A Hidden Life and Other Poems eBook

This eBook from the Gutenberg Project consists of approximately 219 pages of information about A Hidden Life and Other Poems.

A Hidden Life and Other Poems eBook

This eBook from the Gutenberg Project consists of approximately 219 pages of information about A Hidden Life and Other Poems.

A Symbol.

[Sidenote:  He looks from his window on the midnight town.]

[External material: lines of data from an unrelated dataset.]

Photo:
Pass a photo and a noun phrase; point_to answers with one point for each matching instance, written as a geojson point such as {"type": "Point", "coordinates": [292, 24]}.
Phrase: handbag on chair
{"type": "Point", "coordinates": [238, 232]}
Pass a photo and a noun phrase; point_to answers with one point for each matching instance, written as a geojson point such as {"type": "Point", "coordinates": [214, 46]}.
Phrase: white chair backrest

’Tis the midnight hour; I heard
The city clocks give out the word. 
Seldom are the lamp-rays shed
On the quick foot-farer’s head,
As I sit at my window old,
Looking out into the cold,
Down along the narrowing street
Stretching out below my feet,
From base of this primeval block,
My old home’s foundation rock.

[Sidenote:  He renounces Beauty the body for Truth the soul.]

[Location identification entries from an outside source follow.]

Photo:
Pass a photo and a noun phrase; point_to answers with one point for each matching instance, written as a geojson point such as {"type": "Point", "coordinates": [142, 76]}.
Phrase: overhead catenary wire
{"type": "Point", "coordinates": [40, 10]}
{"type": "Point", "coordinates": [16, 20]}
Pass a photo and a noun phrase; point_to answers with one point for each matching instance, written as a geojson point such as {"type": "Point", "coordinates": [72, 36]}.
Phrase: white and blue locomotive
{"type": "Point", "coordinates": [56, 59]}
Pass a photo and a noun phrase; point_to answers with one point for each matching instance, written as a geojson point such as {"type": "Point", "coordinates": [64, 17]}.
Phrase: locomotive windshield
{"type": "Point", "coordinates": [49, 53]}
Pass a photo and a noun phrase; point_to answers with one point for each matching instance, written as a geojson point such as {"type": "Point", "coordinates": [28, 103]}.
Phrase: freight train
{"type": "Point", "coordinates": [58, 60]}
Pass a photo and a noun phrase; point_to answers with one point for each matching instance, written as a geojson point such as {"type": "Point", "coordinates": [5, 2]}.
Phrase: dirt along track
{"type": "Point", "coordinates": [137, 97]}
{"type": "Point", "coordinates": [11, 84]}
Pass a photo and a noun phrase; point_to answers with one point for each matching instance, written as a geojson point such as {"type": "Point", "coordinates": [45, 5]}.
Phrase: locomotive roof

How her windows are uplighted! 
God in heaven! for this I slighted,
Star-profound immensity
Brooding ever in the sky! 
What an earthly constellation
Fills those chambers with vibration! 
Fleeting, gliding, weaving, parting;
Light of jewels! flash of eyes! 
Meeting, changing, wreathing, darting,
In a cloud of rainbow-dyes. 
Soul of light, her eyes are floating
Hither, thither, through the cloud,
Wandering planets, seeking, noting
Chosen stars amid the crowd. 
Who, as centre-source of motion
Draws those dark orbs’ spirit-ocean? 
All the orbs on which they turn
Sudden with shooting radiance burn;
Mine I felt grow dim with sheen,
Sending tribute to their queen: 
Queen of all the slaves of show—­
Queen of Truth’s free nobles—­no. 
She my wandering eyes might chain,
Fill my throbbing burning brain: 
Beauty lacking Truth within
Spirit-homage cannot win. 
Will is strong, though feeling waver
Like the sea to its enslaver—­
Strong as hills that bar the sea
With the word of the decree.

[Sidenote:  The Resentment of Genius at the thumbscrews of worldly talent.]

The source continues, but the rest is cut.